Revolutionary optimism is rooted in the belief that a better world is possible through action and empathy, and that participating in the struggle itself is transformational.
The revolutionary optimist keeps faith but not blindly; but rather by doing and knowing that movements often can have indirect consequences, even if progress can seem slow at times, and challenging mountains of the moneyed status quo insurmountable.
A recent must read book rooted in this philosophy is by Rebecca Solnit, called Hope in the Dark: Untold Histories, Wild Possibilities. “In the spaciousness of uncertainty is room to act,” one passage reads.
Other books in this realm include Care Work, Dreaming Disability Justice, by Leah Lakshmi Piepzna-Samarasinha
The Centre of Optimism writes on its home page: "The most immediate antidote to nihilism is revolutionary optimism. Revolutionary optimism isn’t rooted in a blind hope that change will come at some unknown point in the future. It is cultivated by the acknowledgement that only through participation in the struggle to liberate the people can the lives of the people be transformed. Revolutionary optimism is bolstered by a deep curiosity in and knowledge of the history of class struggle."
Widely respected organizer Mariame Kaba says “hope is a discipline.”
On the Power Shift Network website, Jasmine Butler explains: “participating in mutual aid and building power with your fellow community members, is a dangerously powerful decision. Now more than ever, we must choose hope and community.

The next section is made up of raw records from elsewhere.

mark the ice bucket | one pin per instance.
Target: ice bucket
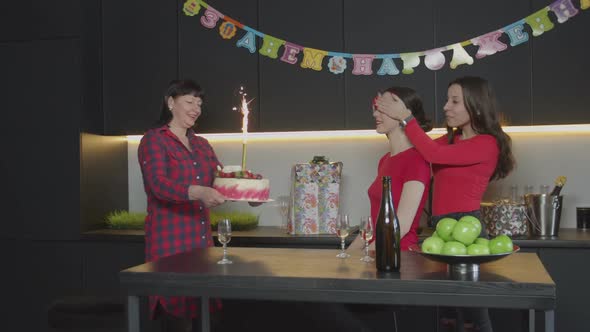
(544, 213)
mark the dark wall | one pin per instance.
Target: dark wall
(48, 64)
(538, 82)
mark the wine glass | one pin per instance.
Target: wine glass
(224, 236)
(342, 230)
(366, 228)
(283, 204)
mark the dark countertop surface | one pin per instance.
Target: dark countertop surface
(275, 236)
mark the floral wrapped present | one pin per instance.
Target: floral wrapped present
(504, 217)
(315, 195)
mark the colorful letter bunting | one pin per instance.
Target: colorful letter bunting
(362, 64)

Hope is a muscle that must be flexed, strengthened, and cultivated. Getting involved in a local mutual aid group, getting to know your neighbors and learning to rely on each other, committing to political education and learning about how we got to the current moment, and other acts of defiance and resilience are excellent methods for combatting doom and cultivating sincere hope.”
In June last year, in the Convergence Magazine, Jennifer Disla and Laura Misumi, co-wrote an essay titled “Creating Inter-generational Revolutionary Optimism,” exploring the necessary dialogue between youthful energy and movement elders.
“When we create organizations with a core ethos of moving at the speed of trust, outside the non-profit industrial complex, the inter-generational relationships we build will bring clarity, and be a guiding force to move our collective vision forward,” they concluded.
What is your own view of so-called revolutionary optimism and how would you define it?